I am thinking ahead a little bit. Once I succeed in running my old (assembler-written) Chess program on the PC as a subroutine in a C program, really calling the 6502 emulator as a subroutine, I would be ready to make the next step.
The emulation will of course involve a large speed penalty, and for Chess programs speed is important. Of course a 2.4GHz Core 2 Duo will most likely still perform better than a 100 MHz 6502, but I am greedy, and would like to have the performance of a 3GHz 6502.
This can probably only be achieved by compilation, rather than emulation. Do there exist compilers that convert plain 6502 assembler into equivalent i386 machine code? With 'plain' I mean that it does not have to deal with self-modifying code. It just has to take a section of 6502 code that is not jumped into except at labels, and transform it to the fastest sequence of i386 instructions that achieves the same thing.

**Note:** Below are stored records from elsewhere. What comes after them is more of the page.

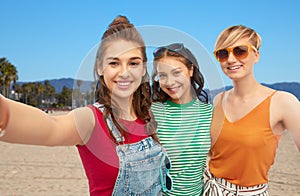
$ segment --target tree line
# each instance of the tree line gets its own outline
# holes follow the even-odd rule
[[[68,109],[93,103],[94,87],[87,93],[80,92],[81,80],[76,80],[77,88],[67,86],[57,93],[49,80],[18,84],[18,71],[5,57],[0,58],[0,92],[10,99],[38,107]]]

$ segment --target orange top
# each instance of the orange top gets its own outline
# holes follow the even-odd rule
[[[215,107],[214,116],[224,119],[221,132],[217,124],[211,133],[219,136],[211,148],[210,172],[217,178],[240,186],[255,186],[268,182],[268,171],[274,163],[280,136],[270,126],[270,102],[274,93],[247,113],[231,123],[222,109],[222,98]],[[223,116],[223,118],[221,117]],[[220,118],[221,117],[221,118]]]

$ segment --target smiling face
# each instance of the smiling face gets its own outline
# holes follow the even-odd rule
[[[240,45],[251,45],[248,38],[242,38],[229,46],[234,48]],[[253,66],[259,60],[259,52],[251,49],[244,59],[237,59],[233,53],[229,54],[228,60],[220,62],[223,72],[232,80],[239,80],[246,76],[253,76]]]
[[[254,79],[253,66],[259,61],[262,40],[260,35],[252,28],[244,25],[234,25],[224,29],[218,36],[215,43],[215,56],[220,61],[223,72],[236,82],[242,78]],[[237,46],[248,45],[251,47],[249,54],[244,53],[241,48],[234,50]],[[228,59],[227,54],[219,53],[222,49],[230,48]],[[237,59],[232,51],[238,56]],[[246,54],[246,55],[244,55]],[[220,56],[219,56],[220,55]],[[224,56],[225,55],[225,56]]]
[[[170,96],[172,102],[182,104],[192,100],[191,76],[193,69],[175,57],[164,57],[157,63],[157,76],[161,89]]]
[[[105,51],[103,65],[98,74],[103,75],[114,101],[132,100],[146,73],[141,49],[132,42],[118,40]]]

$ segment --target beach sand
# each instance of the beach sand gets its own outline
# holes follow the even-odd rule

Does such a compiler exist?
Do there exist 6502 -> PC compilers ???
-
H.G.Muller
- Posts: 7
- Joined: 26 Jul 2007
- Location: Amsterdam
- Contact:
Nope. But if you're willing, you can be the first. There is a tool called LLVM (see http://www.llvm.org for more information) which is a C++ library implementing an abstract syntax tree and code generating back-end. It's an excellent tool for compiler writers.
-
H.G.Muller
- Posts: 7
- Joined: 26 Jul 2007
- Location: Amsterdam
- Contact:
That was what I was afraid of. So I'll probably write my own.
I already looked into the problem, and it does not seem that hard. I don't think it would even have the complexity requiring usual compiler syntax trees and code generation from them. 6502 assembler and x86 assembler is nearly a 1:1 mapping. Except for some of the rarer addressing modes, for which you could simply substitute a group of x86 instructions calculating the address in an x86 register reserved for that purpose, followed by the regular translation of the instruction.
Basically every 6502 instruction has a group of x68 instructions doing the same thing, after mapping the 6502 A, X, Y, S and P on the x86 AL, BL, BH, CH and AH. (I won't emulate the PC, programs that retrieve a return address from the stack and start manipulating it, or in general do arithmetic on code addresses, fall outside the scope of this project.) Usually there are x68 that do exactly the same on the registers, and you could precceed them by the address calculation if the addressing mode is not available.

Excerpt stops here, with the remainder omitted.